Professor Mordechai (Mottie) Tamarkin holds a PhD from the School of Asian and African Studies at the University of London (1974). He is now Professor Emeritus at the Department of Modern Middle Eastern and African History and a Senior Research Fellow Emeritus at the Moshe Dayan Center for Middle Eastern and African Studies at Tel Aviv University. Mottie, as he likes to be called, is the author of several books including Cecil Rhodes and the Cape Afrikaners: The Imperial Colossus and the Colonial Parish Pump (1996), The Making of Zimbabwe: Recolonization in Regional and International Politics (1990), as well as numerous articles on Kenya, Zimbabwe, South Africa, and ethnicity and nationalism in Africa.

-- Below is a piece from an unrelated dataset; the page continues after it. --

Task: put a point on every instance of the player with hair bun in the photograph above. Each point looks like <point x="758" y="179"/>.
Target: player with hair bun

Here is the abstract from his talk:
The conventional wisdom in accounting for the smooth transition from apartheid to New South Africa allocates Mandela and De Klerk critical roles. This interpretation has acquired much credibility in light of the subsequent winning of the Nobel Prize by both. It certainly renders a complex historical process easy to comprehend. The paper presented at this conference casts serious doubt about the credibility and veracity of such interpretation. It will rather explore a richer and complex field which contains the conflict’s essence, structure and dynamic and long and complex historical processes.

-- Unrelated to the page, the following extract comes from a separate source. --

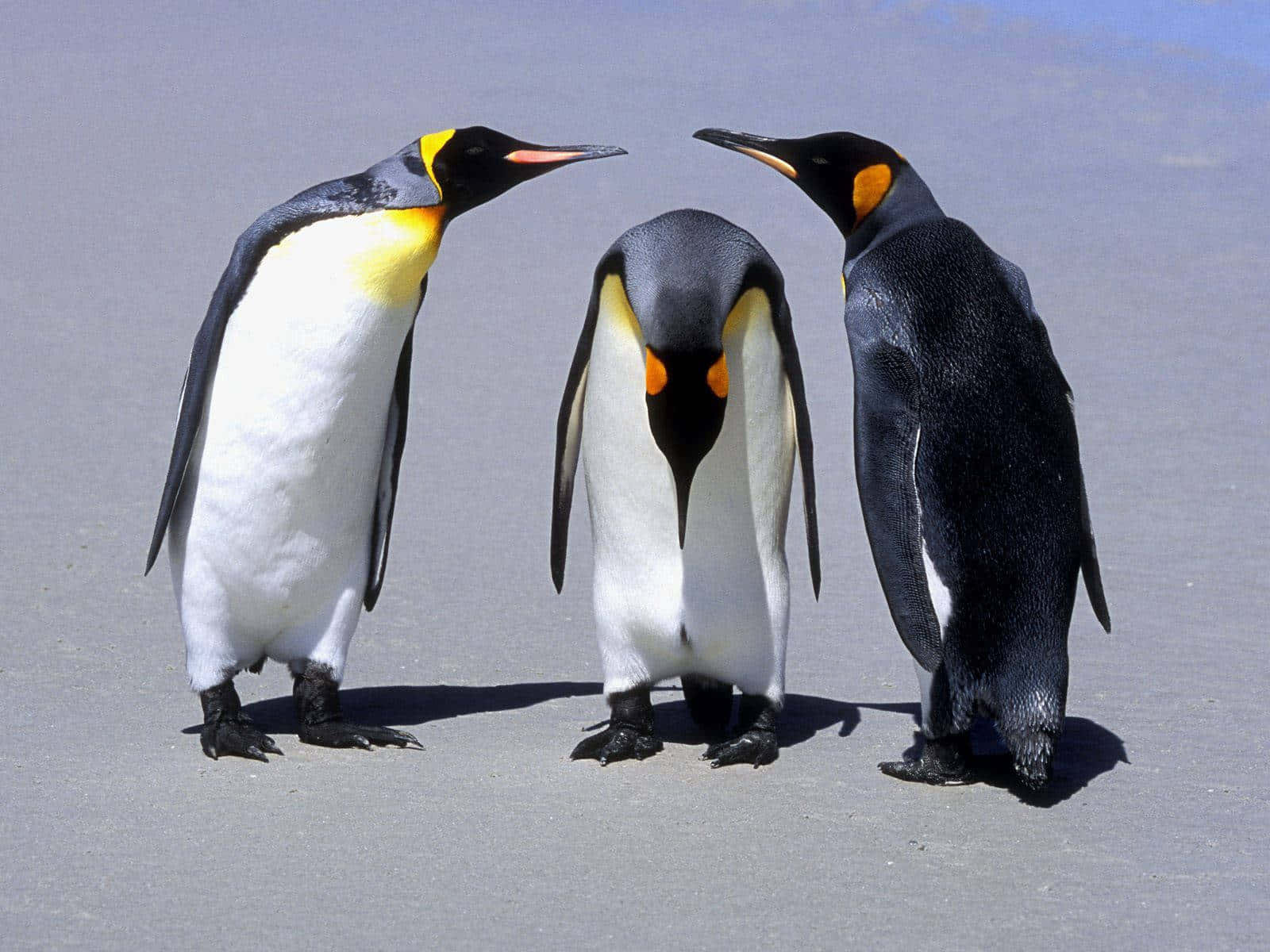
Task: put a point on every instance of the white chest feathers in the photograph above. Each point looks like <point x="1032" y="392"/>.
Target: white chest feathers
<point x="275" y="514"/>
<point x="721" y="606"/>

Exploiting the historical perspective, we have now I will try to answer a critical question which needs to be asked about conflict resolution: Was the conflict resolution a success? I am not at all sure. This raises and important question in assessing such resolution: To what extent we can expect conflict resolution to satisfactorily address expected post-conflict conflicts? My answer would be yes. And with regard to South Africa I am not at all sure that this is the case.